TRF1 define Altamira (PA) como foro competente para julgar dano ambiental regional decorrente da usina de Belo Monte

Negado recurso interposto pela Funai e Ibama. Ação envolve 12 terras indígenas da região de Altamira (PA)

Em decisão do último dia 29 de abril, a 6a Turma do Tribunal Regional Federal da 1a Região (TRF1) deu provimento, por unanimidade, a pedido do Ministério Público Federal (MPF) sobre a identificação do juízo competente para processar e julgar ação civil pública referente a dano ambiental regional decorrente da usina hidrelétrica de Belo Monte, na região de Altamira, Pará.

A ação envolve danos causados a doze terras indígenas impactadas pelo empreendimento. Para o MPF deve ser considerado o foro do local do dano (Justiça Federal de Altamira), uma vez que quase a integralidade das terras indígenas e das comunidades indígenas afetadas – 77% do total das áreas – localizam-se na Subseção Judiciária de Altamira.

Na origem, o MPF ajuizou ação civil pública (nº 3017-82.2015.4.01.3903) contra a União, a Norte Energia, a Fundação Nacional do Índio (Funai) e o Instituto Brasileiro do Meio Ambiente e dos Recursos Naturais Renováveis (Ibama), tendo como objeto o descumprimento das obrigações para mitigação dos impactos da usina de Belo Monte sobre as comunidades indígenas, com consequente deterioração econômica, social e cultural desses grupos.
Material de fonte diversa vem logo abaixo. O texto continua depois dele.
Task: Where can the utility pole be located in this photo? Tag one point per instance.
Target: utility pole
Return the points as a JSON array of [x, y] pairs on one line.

Ao apreciar o pedido liminar, o juízo de Altamira declarou-se incompetente para apreciar e julgar a demanda, ocasião em que determinou a remessa dos autos à 9ª Vara Federal de Belém (PA).
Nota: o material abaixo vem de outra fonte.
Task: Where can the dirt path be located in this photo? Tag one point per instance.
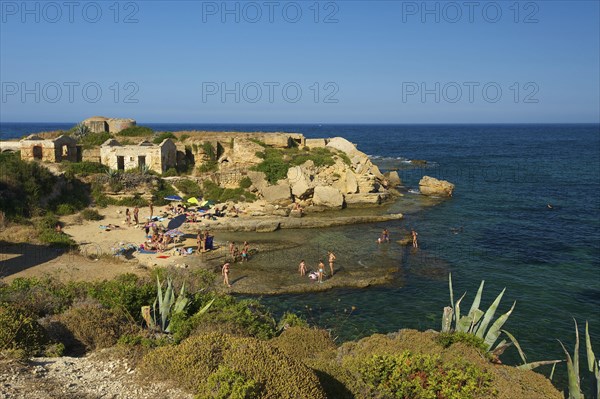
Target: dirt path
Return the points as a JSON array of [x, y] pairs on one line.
[[78, 378]]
O parquet, no entanto, defendeu que a análise do juízo competente deve levar em conta a eficiência da prestação jurisdicional, de forma a facilitar a produção da prova, o acesso à Justiça e o acompanhamento dos resultados, razão pela qual deve ser mantido o juízo federal de Altamira.

Como as comunidades indígenas da região de Belo Monte orbitam em torno de Altamira, o município é o centro de apresentação das reivindicações e mobilizações das comunidades na defesa de seus territórios e direitos. Ainda, é “o local em que o consórcio responsável pelas obras centra as estratégias de atendimento (ainda que sejam insuficientes e inadequadas, tal como se busca demonstrar na ACP de origem)”, argumentou o procurador regional da República João Akira Omoto.

A decisão da 6ª Turma seguiu o voto do relator, desembargador federal Jirair Aram Meguerian. Para ele, “as medidas compensatórias requeridas no feito de origem, medidas mitigatórias, tais como Estudos Complementares para avaliação dos impactos que a UHE Belo Monte causou aos povos indígenas (…) devem ser implementadas no local em que causado o impacto, ou seja, no local em que se encontram os povos indígenas afetados, o que se tornaria mais difícil sob jurisdição da Seção Judiciária do Pará”.

O MPF expôs ainda que o risco e os danos decorrentes de Belo Monte encontram-se notadamente centrados em comunidades que vivem na região de Altamira, ou seja, compreendidos pela circunscrição da sua Subseção Judiciária, e que deve-se levar em conta os impactos causados às comunidades em si, e não apenas em seus territórios.